Operations 17 min read

Master Linux DNS Server: Installation, Configuration, and Management Guide

This comprehensive guide explains how DNS translates hostnames to IP addresses, covers the role of /etc/hosts, details domain name components, describes the three DNS server types, and provides step‑by‑step instructions for installing BIND, configuring master, slave, and cache zones, as well as managing records, TTL, and common troubleshooting commands on Linux.

MaGe Linux Operations
MaGe Linux Operations
MaGe Linux Operations
Master Linux DNS Server: Installation, Configuration, and Management Guide

/etc/hosts file

When no DNS server is available, each system can keep a local copy of hostname‑to‑IP mappings in /etc/hosts. This file is still consulted even if a DNS server exists, allowing local overrides before external queries.

Example: add 127.0.0.1 google.com to /etc/hosts and browse to google.com to see the local Apache index page instead of the real Google site.

Domain Names

A Fully Qualified Domain Name (FQDN) such as www.google.com consists of a top‑level domain (TLD) com, a second‑level domain google, and a third‑level subdomain www. The trailing dot (root) is implicit and managed by 13 root name servers worldwide.

Top‑Level Domains (TLDs)

TLDs classify domains by purpose or geography (e.g., .com, .org, country codes like .us, brand TLDs, and infrastructure TLD .arpa). Over 800 TLDs exist.

Subdomains

Subdomains are prefixes of a domain, such as mail.google.com being a subdomain of google.com.
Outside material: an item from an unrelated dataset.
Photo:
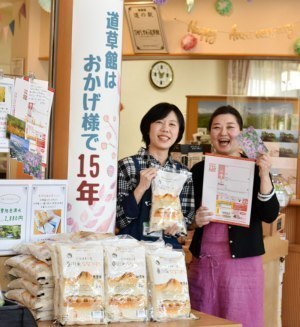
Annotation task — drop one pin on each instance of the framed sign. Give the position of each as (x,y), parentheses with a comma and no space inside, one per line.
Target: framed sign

Only the authoritative name server for the parent domain knows its subdomains.

DNS Server Types

Primary (Master) DNS Server

Stores authoritative zone files and answers queries for its domains.

Secondary (Slave) DNS Server

Acts as a backup, receiving zone updates from the master.

Cache DNS Server

Does not hold zone files; it caches responses from other servers to speed up repeated queries.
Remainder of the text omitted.